Updated

If you live inside the Beltway hothouse, you’re practically fainting from all the Trump taunts against the media, from the CNN faux-wrestling video to the cosmetic slap at Mika Brzezinski.

But out in the rural heartland, it’s a different story.

That viewpoint snuck onto the New York Times op-ed page courtesy of Robert Leonard, an Iowa radio news director who talks to plenty of Trump supporters in his part of the state.

And guess what? They don’t much care about wrestling videos and insulting cable news hosts. They think the president is doing just fine, that the media are out to get him, and that most of what obsesses the press is just noise.

He writes: “What I do hear from my conservative friends — most still ardent Trump supporters — is a collective yawn at the Washington maelstrom. Few care about his tweets — even about Mika Brzezinski and Joe Scarborough and the CNN body slam. The whacking of James Comey? About time. President Obama’s appointee anyway. Mr. Trump’s asking if Mr. Comey could drop the Michael Flynn investigation? It was a simple question, not obstruction of justice. The Comey testimony? Vindication for Mr. Trump! Mr. Comey is a leaker, he lied under oath, and he’s going down. He’ll be lucky if he doesn’t serve prison time.”

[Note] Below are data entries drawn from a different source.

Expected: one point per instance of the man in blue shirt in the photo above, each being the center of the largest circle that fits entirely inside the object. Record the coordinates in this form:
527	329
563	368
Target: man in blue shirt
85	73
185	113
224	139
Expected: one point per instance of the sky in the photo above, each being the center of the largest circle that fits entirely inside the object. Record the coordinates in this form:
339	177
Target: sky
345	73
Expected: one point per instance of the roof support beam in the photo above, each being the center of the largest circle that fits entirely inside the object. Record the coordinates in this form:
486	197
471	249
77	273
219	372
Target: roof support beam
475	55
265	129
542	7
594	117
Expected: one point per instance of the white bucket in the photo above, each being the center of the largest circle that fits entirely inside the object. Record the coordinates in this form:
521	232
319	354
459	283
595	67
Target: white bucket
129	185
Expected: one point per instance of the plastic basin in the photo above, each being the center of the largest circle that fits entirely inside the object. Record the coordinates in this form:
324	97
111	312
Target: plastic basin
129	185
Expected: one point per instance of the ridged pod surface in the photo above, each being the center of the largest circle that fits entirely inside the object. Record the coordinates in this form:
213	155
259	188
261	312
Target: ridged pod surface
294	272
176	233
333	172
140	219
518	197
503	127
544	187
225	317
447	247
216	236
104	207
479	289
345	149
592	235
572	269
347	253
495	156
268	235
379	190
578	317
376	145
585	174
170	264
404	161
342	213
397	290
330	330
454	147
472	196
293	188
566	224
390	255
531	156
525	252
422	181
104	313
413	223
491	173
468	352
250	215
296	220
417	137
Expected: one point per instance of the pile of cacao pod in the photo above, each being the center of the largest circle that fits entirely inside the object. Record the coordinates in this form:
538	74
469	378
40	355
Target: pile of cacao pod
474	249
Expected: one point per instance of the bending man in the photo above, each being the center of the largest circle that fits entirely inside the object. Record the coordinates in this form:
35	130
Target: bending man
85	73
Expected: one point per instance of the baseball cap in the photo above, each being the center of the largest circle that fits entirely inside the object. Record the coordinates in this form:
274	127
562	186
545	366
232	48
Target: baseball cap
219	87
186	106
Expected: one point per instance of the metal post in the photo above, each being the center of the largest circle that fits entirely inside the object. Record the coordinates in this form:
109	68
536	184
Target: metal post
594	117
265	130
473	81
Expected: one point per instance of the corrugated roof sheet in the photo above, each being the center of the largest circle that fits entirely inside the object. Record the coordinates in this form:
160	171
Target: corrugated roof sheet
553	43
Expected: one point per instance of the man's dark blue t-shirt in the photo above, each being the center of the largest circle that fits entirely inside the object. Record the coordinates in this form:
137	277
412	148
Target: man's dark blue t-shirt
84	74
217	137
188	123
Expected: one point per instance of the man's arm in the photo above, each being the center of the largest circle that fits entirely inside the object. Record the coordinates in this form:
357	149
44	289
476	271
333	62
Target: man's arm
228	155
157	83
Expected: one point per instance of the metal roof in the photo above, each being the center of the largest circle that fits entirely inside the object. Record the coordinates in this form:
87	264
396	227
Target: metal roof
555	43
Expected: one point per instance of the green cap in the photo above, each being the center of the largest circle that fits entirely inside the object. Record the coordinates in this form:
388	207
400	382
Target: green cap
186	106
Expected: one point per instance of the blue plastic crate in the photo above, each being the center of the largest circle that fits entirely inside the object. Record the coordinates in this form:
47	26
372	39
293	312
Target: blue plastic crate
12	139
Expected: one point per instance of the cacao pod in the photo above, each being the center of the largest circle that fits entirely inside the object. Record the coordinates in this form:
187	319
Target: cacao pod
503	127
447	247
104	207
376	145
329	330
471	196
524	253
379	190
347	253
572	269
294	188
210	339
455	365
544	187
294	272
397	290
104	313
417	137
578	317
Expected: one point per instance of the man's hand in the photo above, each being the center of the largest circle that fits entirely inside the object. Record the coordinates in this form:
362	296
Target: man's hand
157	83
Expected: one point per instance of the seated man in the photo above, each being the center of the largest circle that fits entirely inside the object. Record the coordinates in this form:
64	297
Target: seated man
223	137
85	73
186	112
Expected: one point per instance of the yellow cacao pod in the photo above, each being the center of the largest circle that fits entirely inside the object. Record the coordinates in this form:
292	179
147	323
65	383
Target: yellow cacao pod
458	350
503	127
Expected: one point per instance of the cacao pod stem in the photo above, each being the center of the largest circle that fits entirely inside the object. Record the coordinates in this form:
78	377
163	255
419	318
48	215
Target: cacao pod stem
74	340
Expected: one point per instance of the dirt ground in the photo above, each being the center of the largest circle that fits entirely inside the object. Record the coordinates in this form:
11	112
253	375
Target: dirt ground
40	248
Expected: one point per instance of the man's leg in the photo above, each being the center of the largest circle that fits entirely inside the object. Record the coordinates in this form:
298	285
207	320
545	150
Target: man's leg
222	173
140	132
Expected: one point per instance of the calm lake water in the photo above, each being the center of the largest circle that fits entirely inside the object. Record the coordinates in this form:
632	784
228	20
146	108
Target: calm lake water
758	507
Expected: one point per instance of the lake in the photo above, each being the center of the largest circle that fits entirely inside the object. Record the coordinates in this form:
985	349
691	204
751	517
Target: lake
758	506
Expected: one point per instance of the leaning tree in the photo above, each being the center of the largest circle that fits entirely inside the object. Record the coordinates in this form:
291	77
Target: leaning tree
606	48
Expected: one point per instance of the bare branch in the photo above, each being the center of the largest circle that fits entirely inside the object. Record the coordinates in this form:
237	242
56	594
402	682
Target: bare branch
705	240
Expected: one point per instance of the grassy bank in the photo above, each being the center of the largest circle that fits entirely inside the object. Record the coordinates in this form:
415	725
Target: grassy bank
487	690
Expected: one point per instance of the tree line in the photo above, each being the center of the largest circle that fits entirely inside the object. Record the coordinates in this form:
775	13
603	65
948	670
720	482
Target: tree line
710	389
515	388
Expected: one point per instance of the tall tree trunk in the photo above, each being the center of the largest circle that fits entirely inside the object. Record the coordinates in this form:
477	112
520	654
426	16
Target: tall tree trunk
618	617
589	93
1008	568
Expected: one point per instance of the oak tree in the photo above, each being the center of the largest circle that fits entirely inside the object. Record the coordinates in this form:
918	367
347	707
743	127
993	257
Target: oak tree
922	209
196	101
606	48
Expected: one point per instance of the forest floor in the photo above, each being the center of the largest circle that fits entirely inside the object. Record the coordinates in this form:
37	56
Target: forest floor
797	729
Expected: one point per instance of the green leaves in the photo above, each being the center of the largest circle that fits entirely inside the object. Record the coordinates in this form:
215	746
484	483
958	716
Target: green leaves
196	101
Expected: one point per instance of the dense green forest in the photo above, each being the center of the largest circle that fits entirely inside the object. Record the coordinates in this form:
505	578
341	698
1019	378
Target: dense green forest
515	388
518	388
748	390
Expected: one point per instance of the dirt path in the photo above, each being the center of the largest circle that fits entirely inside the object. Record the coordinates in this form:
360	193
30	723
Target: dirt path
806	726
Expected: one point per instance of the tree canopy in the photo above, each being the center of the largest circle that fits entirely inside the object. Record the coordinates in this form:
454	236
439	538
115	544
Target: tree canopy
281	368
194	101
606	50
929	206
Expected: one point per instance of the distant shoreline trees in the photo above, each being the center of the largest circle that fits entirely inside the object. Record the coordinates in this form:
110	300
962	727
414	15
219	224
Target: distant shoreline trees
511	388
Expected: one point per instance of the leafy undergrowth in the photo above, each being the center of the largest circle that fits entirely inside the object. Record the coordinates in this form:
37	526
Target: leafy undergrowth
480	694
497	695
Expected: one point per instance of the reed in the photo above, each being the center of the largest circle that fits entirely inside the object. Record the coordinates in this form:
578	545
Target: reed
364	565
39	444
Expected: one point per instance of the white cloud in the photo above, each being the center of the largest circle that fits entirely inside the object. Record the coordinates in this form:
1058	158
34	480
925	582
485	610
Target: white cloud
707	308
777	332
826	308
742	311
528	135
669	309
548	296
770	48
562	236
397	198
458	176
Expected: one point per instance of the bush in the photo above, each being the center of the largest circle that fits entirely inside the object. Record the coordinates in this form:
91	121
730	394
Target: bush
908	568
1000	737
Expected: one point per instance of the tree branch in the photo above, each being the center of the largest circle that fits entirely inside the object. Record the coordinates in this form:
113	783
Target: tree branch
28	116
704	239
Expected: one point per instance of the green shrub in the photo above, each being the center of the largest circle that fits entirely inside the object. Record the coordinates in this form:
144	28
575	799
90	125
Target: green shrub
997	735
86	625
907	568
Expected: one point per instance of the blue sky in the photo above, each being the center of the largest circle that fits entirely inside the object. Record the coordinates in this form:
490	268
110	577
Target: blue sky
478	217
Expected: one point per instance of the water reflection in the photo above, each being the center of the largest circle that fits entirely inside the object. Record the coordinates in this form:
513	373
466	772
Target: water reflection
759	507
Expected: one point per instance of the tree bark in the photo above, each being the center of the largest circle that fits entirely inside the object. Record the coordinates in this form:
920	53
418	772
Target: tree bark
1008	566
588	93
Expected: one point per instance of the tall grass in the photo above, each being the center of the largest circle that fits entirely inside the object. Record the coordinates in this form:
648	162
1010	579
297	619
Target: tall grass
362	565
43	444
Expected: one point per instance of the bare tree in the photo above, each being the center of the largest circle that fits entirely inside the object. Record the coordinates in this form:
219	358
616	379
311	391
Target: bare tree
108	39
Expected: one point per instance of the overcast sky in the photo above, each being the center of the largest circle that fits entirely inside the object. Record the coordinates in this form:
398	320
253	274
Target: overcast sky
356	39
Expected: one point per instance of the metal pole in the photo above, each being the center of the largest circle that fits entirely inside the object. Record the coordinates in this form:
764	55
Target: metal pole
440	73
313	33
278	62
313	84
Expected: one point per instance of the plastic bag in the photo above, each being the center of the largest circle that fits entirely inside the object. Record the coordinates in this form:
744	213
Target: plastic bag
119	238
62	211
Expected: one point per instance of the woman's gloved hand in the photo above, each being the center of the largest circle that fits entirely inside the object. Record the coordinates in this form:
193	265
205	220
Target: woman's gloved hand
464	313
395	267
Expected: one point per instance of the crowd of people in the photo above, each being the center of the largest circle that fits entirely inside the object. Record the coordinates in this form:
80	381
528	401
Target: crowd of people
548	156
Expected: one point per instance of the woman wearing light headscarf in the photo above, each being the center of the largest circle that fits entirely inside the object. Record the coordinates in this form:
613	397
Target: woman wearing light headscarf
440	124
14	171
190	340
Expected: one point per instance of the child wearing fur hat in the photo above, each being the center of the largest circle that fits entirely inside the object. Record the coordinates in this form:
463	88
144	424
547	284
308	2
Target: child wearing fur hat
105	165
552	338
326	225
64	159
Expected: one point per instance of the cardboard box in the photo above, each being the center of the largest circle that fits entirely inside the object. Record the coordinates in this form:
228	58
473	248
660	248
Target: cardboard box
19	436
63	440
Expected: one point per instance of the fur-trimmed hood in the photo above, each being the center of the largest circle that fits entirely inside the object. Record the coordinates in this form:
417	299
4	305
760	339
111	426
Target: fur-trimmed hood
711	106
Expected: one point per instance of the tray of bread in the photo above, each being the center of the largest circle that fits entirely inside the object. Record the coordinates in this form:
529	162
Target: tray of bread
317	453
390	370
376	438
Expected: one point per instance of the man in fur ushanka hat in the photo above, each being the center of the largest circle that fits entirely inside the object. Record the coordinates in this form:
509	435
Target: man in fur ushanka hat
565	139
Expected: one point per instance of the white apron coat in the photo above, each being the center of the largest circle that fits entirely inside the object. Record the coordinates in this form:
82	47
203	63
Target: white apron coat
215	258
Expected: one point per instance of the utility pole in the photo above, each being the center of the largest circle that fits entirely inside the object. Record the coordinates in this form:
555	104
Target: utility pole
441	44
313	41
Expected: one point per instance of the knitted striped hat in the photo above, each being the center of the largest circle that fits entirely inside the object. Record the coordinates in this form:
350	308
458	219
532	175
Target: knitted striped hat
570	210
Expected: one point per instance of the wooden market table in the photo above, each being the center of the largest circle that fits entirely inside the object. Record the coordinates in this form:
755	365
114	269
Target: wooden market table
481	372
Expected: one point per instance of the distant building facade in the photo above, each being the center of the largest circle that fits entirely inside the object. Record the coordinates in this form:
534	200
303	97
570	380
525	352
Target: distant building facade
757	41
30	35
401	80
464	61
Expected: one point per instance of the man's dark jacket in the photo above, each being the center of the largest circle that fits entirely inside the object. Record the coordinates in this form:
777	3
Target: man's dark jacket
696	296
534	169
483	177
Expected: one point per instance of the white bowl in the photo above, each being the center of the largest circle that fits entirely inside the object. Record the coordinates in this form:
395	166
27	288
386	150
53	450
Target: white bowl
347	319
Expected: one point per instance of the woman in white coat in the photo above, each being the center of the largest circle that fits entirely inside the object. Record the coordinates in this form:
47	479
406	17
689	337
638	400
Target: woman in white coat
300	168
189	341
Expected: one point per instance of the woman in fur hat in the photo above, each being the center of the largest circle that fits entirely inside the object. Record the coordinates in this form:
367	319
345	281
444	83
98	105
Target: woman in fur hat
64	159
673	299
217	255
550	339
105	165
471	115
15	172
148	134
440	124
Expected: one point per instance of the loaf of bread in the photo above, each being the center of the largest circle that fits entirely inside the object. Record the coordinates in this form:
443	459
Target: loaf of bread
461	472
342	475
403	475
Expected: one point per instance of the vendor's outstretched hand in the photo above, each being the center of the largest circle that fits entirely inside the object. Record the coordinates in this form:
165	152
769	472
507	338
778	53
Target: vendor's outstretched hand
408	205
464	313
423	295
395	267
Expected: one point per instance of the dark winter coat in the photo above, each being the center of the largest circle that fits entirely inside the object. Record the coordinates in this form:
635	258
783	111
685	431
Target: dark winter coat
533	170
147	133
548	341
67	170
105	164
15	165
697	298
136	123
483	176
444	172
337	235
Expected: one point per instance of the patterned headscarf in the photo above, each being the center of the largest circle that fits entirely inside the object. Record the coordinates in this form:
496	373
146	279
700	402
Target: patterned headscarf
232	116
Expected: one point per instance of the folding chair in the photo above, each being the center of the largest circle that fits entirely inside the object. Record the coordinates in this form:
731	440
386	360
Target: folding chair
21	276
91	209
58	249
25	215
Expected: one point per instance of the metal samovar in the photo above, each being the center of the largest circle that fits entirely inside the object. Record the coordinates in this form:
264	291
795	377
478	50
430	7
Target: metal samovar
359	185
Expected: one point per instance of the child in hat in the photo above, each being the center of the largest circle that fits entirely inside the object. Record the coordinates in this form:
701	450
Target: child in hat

And then Leonard gets at an underlying reality that many media folks miss:

“For many conservatives, they support Mr. Trump because he’s their de facto leader in a cultural war. Liberals mock Christianity and demean Christian morals. Conservatives respect our police and military, while liberals romanticize street thugs. Conservatives’ tax dollars help pay for public schools and colleges that indoctrinate liberal values.”

That doesn’t make them right, but it’s a point of view that isn’t terribly popular in New York and Washington, and which must be reckoned with. The president’s attacks on media figures, even if sometimes tasteless, are seen by some people as slamming a group of elitists that doesn’t respect them. (In a Politico poll, 52 percent said Trump’s Mika tweets made them view him less favorably, and 17 percent said more favorably.)

But Leonard then takes a detour. Having noted that in his area Fox News is on in most restaurants and bars, he apparently doesn’t watch much of it. He says he thinks it’s unfair. And he writes “only that network has the power to convince conservatives” that it’s in their best interest “to dump Mr. Trump.”

First, Leonard vastly overestimates the power of any news outlet against the presidential megaphone. Barack Obama complained about Fox all the time, but that never stopped him from being elected and reelected.

Second, the news director seems to think that Fox operates under daily marching orders. There are certainly voices at this network sympathetic to Trump, from Sean Hannity to “Fox & Friends.” But the straight news broadcasts are a different story. And some of Fox’s most prominent conservative commentators—Charles Krauthammer, Steve Hayes, Karl Rove, Rich Lowry, Jonah Goldberg—opposed him during the campaign and remain largely critical.

Having demonstrated a deft feel for why Trump is largely immune to the media onslaught, Leonard resorts to wish fulfillment in imagining a scenario to drive the president from office.